Basic math tells you that increasing by the same number each year, causing an associated growth in the base, will lead to a lower rate of growth, by definition. To be clear, the “flatlining” explanation addresses the rate of growth, not absolute growth. If the charter sector were to maintain an 8 percent growth rate, within the next 10 years there would need to be 1,200 new schools opening annually. If the sector is committed to quality and closing the lowest-performing 5 percent or so of schools, then about 2,000 new charter schools would need to open in 2026 alone. The conditions for that to happen are just not in place at the moment.

It is also true that in the past couple of years the number of new schools has been declining, from 500 in 2014 to 420 in 2015, to just 330 this year. So what’s happening? Research tells us that charter schools that start out strong stay strong, and those that start out wobbly stay wobbly. Not surprisingly, it is getting more expensive to open charter schools that will be high-quality from the start. The romantic notion of a couple of plucky teachers getting a charter to try the innovative ideas that have sprouted from their classroom experience and renting space in a storefront, or whatever space they can get their hands on, is probably not the best path toward quality. Today, those same teachers should expect to receive the financial support to fully vet their ideas, hire qualified staff, and open a school where the students have access to the basic public school offerings, including a cafeteria for healthy meals, gyms and playgrounds for exercise, and access to libraries and media centers. Though this requires more startup funding, tighter authorizer oversight, and some increased bureaucracy, the trade-off is worth it when considered from the student’s point of view.

Finally, the policy environment is critical to the number of schools that can open, as well as the number that must be closed. For example, Massachusetts has a very high-performing charter school sector, and 74 out of its 78 charter schools have waiting lists of students, with a total of more than 32,000 unique students on those lists. This week, applications for Boston charter schools shattered records. However, only about three new charter schools open per year in Massachusetts because of strict caps on charter school growth in the state. Yet when the potential for lifting those caps was put to voters last fall, the opposition was loud and convinced voters to pass up the opportunity to open more schools for the parents who want them. Conversely, Ohio has a generous law and used to open dozens of charter schools each year. But in 2016 it opened only eight new charter schools. After a steady stream of negative stories, Ohio has been actively engaged in improving the quality of the charter school sector in the state, and positive results are emerging. Part of this engagement has been to close schools that are not serving students well, and in 2016, 22 were closed. So the number of charter schools in Ohio did not grow last year and in fact declined. But is that a bad thing?

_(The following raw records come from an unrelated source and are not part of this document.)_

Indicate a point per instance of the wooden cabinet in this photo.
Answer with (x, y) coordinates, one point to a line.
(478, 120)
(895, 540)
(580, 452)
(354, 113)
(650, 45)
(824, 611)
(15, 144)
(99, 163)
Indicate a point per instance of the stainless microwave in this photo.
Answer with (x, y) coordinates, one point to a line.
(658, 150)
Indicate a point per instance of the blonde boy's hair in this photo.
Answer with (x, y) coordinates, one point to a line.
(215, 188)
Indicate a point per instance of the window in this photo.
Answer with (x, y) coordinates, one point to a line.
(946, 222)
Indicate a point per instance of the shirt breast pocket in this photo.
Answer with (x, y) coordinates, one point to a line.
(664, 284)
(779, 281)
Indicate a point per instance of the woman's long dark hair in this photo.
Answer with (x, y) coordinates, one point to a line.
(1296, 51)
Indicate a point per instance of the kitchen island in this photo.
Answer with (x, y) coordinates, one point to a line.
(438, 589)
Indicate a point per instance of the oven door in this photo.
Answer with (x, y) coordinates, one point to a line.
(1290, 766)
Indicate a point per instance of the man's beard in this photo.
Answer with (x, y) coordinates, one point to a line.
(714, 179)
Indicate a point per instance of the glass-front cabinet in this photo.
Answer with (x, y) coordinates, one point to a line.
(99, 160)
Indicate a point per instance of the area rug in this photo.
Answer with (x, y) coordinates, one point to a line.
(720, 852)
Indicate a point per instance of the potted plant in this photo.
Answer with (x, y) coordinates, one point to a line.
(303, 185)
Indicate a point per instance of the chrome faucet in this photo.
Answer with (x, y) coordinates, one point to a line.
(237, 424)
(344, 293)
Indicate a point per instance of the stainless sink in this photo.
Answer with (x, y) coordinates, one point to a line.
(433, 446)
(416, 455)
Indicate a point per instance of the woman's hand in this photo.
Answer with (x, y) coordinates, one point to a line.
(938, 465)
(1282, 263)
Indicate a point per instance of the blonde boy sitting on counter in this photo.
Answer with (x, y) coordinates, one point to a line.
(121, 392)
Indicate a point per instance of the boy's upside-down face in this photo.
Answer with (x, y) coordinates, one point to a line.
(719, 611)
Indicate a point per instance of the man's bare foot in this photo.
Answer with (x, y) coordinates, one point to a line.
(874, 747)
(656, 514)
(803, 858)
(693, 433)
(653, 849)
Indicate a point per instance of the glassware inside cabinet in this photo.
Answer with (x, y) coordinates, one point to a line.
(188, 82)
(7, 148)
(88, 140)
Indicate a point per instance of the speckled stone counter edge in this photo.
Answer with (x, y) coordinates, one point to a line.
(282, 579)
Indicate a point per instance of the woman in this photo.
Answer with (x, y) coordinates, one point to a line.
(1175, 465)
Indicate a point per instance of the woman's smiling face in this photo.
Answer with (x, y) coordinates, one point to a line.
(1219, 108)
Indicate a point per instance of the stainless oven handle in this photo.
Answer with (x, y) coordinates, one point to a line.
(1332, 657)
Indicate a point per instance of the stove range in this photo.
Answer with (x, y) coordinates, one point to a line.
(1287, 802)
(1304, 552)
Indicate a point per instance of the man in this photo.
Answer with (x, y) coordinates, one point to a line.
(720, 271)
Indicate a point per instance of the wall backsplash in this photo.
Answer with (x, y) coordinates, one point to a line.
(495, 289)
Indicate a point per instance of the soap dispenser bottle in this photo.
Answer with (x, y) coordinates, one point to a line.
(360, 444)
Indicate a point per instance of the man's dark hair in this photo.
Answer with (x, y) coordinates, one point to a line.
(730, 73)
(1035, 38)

So, yes, the charter school sector has been growing at a slower rate for a few years. To grow at the same rate requires substantially more startup funds, but not just that. It also requires improved laws and political environments, particularly when accounting for the need to encourage quality from the beginning and closing schools that are not working, and greater accuracy from the media about what charter schools are and are not.
There are still way too many parents waiting for the chance to send their children to a high-quality public school of their choice. We need to find a path forward, through these constraints, to ensure the charter school movement is able to grow to meet the unmet demand while maintaining a high standard of quality.
Susan Aud Pendergrass is the vice president of research and evaluation at the National Alliance for Public Charter Schools.